Let’s Talk About Safety

A 2018 survey reports, 37% marketers and advertisers said ad fraud is one of the worst aspect of programmatic ad buying, followed by brand safety concerns and poor inventory quality.

It would be wrong to blame the entire programmatic structure for ad fraud. Although, if we compare the two, direct deals are definitely safer than programmatic deals. This is because direct deals are negotiated directly without involving any third-party, hence ensuring privacy. Further, user data doesn’t get shared by anyone but remains with publishers.

Even within programmatic deals, the market is more inclined towards the private marketplace rather than open marketplace. It has been predicted that in the coming years, open marketplace spending will be surpassed by private marketplace and one of the reasons for the same is less ad fraud.

In Closing

Both programmatic and direct deals have their pros and cons. Hence, publishers are recommended to put both methods in action to maximize their revenues. Place your premium inventory for direct deals and use programmatic deals for selling any unsold inventory.

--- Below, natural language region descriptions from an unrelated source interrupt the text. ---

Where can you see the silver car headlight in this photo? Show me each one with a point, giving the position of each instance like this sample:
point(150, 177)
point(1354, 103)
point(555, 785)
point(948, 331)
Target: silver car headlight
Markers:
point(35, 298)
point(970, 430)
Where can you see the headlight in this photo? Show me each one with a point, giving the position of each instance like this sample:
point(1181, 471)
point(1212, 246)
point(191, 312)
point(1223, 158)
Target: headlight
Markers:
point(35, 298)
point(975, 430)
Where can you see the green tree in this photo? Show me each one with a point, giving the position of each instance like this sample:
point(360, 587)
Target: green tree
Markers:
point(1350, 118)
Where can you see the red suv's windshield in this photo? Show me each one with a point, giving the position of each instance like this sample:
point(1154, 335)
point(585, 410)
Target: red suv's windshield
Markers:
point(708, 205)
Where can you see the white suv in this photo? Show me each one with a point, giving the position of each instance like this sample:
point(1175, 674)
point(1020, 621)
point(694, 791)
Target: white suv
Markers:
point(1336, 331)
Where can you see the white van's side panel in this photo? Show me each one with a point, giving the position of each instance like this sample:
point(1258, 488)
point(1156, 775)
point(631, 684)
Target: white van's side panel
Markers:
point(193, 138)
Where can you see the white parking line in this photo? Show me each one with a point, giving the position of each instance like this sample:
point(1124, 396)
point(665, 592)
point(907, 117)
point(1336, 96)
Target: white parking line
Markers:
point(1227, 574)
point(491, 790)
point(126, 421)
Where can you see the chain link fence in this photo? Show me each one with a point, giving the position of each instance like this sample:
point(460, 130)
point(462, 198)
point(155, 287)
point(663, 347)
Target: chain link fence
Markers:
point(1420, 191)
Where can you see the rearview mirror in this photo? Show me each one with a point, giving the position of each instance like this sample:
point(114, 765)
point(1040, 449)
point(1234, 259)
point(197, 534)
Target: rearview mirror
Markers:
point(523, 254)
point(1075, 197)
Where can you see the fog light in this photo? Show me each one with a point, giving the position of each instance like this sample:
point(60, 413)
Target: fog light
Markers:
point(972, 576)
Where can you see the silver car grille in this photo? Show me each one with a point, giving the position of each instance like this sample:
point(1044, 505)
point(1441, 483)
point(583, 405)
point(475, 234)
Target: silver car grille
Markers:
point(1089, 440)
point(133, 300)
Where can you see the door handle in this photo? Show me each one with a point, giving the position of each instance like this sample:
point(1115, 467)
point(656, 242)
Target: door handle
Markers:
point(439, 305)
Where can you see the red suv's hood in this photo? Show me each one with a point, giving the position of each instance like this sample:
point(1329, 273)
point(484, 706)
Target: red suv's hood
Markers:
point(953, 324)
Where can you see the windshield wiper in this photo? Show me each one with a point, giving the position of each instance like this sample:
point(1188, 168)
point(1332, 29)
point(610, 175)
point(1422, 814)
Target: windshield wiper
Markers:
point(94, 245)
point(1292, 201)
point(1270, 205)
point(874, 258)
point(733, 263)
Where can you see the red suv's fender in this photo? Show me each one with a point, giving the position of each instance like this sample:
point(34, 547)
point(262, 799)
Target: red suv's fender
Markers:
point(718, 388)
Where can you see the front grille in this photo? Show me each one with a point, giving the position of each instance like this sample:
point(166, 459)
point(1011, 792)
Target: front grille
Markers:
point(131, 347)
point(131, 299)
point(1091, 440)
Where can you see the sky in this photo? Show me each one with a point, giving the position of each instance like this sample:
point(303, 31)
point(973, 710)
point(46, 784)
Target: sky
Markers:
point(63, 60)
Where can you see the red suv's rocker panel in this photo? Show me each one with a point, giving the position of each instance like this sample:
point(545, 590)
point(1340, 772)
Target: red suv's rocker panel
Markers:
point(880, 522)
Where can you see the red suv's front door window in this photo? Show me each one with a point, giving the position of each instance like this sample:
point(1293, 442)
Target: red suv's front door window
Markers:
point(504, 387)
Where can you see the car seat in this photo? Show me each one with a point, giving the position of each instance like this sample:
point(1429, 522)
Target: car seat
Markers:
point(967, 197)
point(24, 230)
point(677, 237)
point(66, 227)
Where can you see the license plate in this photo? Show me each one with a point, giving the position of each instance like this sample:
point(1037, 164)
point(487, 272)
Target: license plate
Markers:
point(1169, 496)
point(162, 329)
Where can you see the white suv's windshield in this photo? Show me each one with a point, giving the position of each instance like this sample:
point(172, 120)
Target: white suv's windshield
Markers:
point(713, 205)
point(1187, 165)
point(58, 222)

Programmatic is all about machines and software, working to sell/purchase inventory with the least human involvement. In programmatic deals, the price and ad creatives are chosen dynamically, making it uncertain for publishers to predict the profit. However, the previous performance of the inventory can help anticipate a number.

Direct deals involve human involvement with negotiation and manual IO creation. It is recommended to choose direct deals for premium inventory to maximize the profit. Due to pre-negotiated nature, the price remains the same throughout the campaign, eliminating revenue uncertainty.